Residents living in the homeless encampment under Houston’s 59 overpass got some good news recently when they received a temporary restraining order preventing the city from enforcing its anti-camping ban.
The reprieve did not last long.
Within 48 hours, the residents were forced to leave anyway, as Hurricane Harvey slammed into the region. The hurricane killed 70 people and left a path of destruction in its wake, which included at least 13,500 homes.
“The water was up to five to six feet high in that area,” said Dwight Boykins, city councilor of District D in Houston.
Despite the destruction, those living in the encampment are slowly making their way back, Boykins said. The water has since receded and Boykins estimated that about 30 of the original 70 tents that were in the area have returned. The residents living there are currently being represented by the National Law Center on Homelessness and Poverty in a suit challenging an amendment the city made to its Code of Ordinances banning the use of tents in public spaces, the centre said in a statement.
About a week prior to the hurricane, police visited the encampment to issue citations and order those living there to remove their tents. Maria Foscarinis, executive director at the National Law Center on Homelessness & Poverty, said in a statement that those living in the encampment are “simply trying to survive.”
“When shelters are full, people experiencing homelessness have nowhere else to go,” Foscarinis said. “It’s an added cruelty to arrest them for life-sustaining activities such as sleeping.”
Boykins said that he is committed to helping those living in the encampment regardless of how many return. “We have beds available for people to transition,” Boykins said. “This is not an anti-homeless environment.”

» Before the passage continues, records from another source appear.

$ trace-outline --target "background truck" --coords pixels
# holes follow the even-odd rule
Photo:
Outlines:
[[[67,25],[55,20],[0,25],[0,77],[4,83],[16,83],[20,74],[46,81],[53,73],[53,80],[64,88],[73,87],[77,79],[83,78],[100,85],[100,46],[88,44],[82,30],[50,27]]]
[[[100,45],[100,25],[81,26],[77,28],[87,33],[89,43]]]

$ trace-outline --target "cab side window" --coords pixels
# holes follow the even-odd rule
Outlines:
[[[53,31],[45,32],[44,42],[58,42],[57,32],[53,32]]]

Boykins said that the “ultimate goal” of the camping ban is not to make homeless people leave the area but to try and get them help, such as housing solutions and mental health treatment, while acknowledging the situation is complicated.
The city councilor categorised people on the street in Houston as either those who have fallen on hard times, people with mental illnesses, or con artists. “We want to help as many homeless people that want help,” Boykins said. “But these con artists, I don’t have time for [them].”